Zagroslar da her şey uzaktı bize.
Dünya, şehirler, caddeler... yani bir çok şey.
Yalnızca yıldızlar, ay, bulutlar, rüzgar ve kuşlar yakındır insana.
Elini uzatıp ayı elma gibi tutmak, bulutların içinden karın üzerinde yürür gibi yürümek vardı.
O kadar yakındılar.
Zamanın ve mekanın acımasız bir izafiyeti vardı.
Ruhunuzun bir parçasının attığı yerler, size çok uzak, varmak için mutlak bir imkansızlık hissi uyandırır.
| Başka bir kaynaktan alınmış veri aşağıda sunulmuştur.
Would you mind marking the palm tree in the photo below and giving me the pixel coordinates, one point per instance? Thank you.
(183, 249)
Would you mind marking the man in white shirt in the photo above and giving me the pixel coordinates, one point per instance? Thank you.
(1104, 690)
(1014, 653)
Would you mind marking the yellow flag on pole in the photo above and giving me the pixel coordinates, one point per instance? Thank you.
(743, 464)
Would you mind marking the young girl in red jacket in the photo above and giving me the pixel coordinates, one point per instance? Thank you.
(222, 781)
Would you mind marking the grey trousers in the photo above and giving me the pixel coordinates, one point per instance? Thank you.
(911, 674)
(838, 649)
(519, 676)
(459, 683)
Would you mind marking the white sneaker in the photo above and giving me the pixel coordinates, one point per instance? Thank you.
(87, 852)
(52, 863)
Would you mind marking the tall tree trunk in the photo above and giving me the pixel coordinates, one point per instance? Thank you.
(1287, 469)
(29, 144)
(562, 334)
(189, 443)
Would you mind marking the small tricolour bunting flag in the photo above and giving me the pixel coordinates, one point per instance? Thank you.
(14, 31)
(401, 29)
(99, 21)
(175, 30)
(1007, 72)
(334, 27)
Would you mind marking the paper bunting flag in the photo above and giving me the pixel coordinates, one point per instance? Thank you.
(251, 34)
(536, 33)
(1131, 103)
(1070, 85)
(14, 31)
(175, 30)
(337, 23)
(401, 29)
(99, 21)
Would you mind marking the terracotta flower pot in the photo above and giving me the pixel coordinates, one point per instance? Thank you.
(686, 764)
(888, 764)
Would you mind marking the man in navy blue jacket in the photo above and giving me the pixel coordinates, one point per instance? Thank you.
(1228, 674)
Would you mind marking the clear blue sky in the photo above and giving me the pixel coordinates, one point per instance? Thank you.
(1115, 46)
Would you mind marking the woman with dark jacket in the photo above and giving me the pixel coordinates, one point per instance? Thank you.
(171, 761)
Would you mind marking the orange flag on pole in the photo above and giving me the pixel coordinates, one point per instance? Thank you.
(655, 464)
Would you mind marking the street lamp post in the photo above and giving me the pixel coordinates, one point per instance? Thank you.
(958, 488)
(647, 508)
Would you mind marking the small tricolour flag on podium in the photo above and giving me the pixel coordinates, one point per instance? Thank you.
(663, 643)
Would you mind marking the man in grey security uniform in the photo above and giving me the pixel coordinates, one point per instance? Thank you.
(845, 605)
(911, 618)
Ama öte taraftan her gece, yıldızlar ve ay ruhunuzun attığı o mekan ve zamanları görüyordu. Bulutlar, kuşlar, rüzgar kısa bir zaman diliminde, özgürce mutlağı! aşıp oralara tur atıyorlardı.
Ve bizlerde kıskanç, hüzün, hasetle bakardık onlara.
Tanrılar için orası zagros değil dünyanın herhangi bir yeriydi.Çünkü tanrıların yaşadığı zagrosta, coca cola kutuları kırmızı kırmızı parlardı uzaktan.